One of the recommendations that I give to all of my clients is that they include a place on their author website for fans to enter their email address and stay notified of upcoming events, etc…

There are so many different things that an author can do with that email list, including setting everyone up for automatic notifications whenever a new blog post is entered or sending out an email blast to everyone on the list when there’s news to share, like a new book release or a radio appearance.
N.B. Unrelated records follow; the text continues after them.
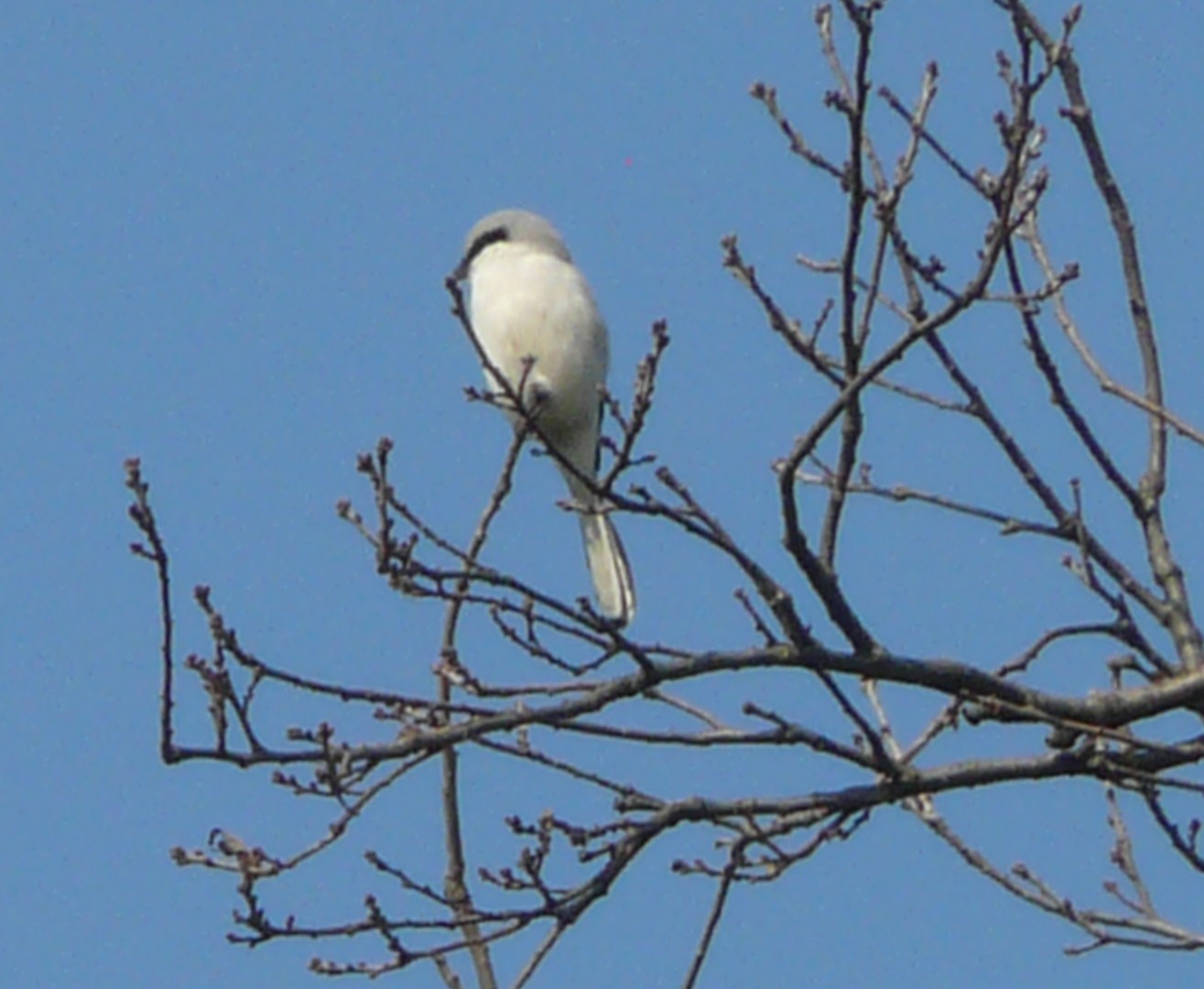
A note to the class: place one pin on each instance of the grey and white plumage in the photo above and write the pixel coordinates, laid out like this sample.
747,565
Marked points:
536,320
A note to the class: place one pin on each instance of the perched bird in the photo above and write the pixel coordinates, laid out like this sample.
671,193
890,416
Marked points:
536,321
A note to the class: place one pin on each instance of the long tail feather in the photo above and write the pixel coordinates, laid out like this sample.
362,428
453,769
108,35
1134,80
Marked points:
610,569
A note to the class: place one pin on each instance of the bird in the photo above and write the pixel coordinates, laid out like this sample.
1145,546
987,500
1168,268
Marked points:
539,329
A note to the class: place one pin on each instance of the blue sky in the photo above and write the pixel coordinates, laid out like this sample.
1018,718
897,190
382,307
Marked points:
224,239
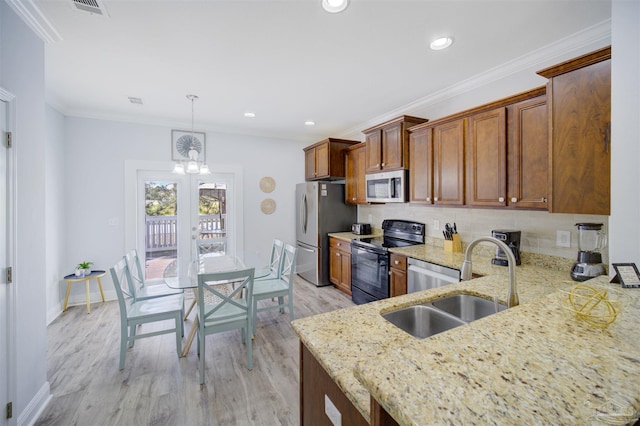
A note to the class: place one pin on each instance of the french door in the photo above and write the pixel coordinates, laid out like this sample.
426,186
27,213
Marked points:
177,214
4,264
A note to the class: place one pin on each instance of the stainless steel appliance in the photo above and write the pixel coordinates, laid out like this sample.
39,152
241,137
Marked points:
512,239
320,210
370,259
387,187
361,228
591,240
423,275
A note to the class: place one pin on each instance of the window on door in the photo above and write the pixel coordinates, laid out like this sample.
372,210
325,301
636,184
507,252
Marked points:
182,217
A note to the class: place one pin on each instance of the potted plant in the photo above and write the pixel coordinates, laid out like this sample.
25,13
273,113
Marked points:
83,269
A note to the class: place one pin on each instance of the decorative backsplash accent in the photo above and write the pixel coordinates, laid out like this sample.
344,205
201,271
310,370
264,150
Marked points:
538,227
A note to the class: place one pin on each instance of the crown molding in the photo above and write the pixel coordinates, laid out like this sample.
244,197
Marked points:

But what often gets lost in this process is the mechanics of actually getting people to sign up, and what they receive when they do sign up. With that in mind, here are some tips on how to increase the number of sign-ups you receive, and improve the experience for people who actually do enter their email address:

1. Offer a bonus. Right above where someone can enter their email address, tell them what they will get for actually entering it. For example, “Sign up for my email list and get a free whitepaper.” That extra incentive may make someone who is unsure whether or not to give out their information take the plunge.

2. Guarantee privacy. Always include a discreet line of text right near the sign-up box that reassures people that their information will not be shared with or sold to anyone else.

3. Set expectations. Make sure someone knows what they’re signing up for. If they’re going to be receiving notifications every time you post a blog entry, tell them that. If they’re going to receive a weekly newsletter, they need to know that as well. Ditto if you only plan on sending updates when there’s really big news to share.

4. Customize your confirmation email. If you have a website built in WordPress, then listen up! We use a plug-in called G-Lock Opt In to collect email addresses through client websites. That system is then automated, so that after someone enters their email address, they receive two follow-up emails: one asking them to confirm that they actually did enter their email address and want to be on the list, and another (after they’ve confirmed) “welcoming” them to the email list. What many people don’t know is that these emails can be customized. I highly recommend that all authors access this tool and write their own emails to go out in place of the standard ones. Those emails should include:

  • A “thank you” message for signing up
  • A reminder of the frequency at which the person should expect emails
  • Links to the website, and any other social media sites you have a presence on
  • Whatever it is that you promised to whomever signed up. So, for example, if you offered a whitepaper to whomever joined your email list, this is where you would include a link to it.

An email list can be a wonderful thing for an author. Follow these guidelines and your list should start growing — full of happy followers — in no time.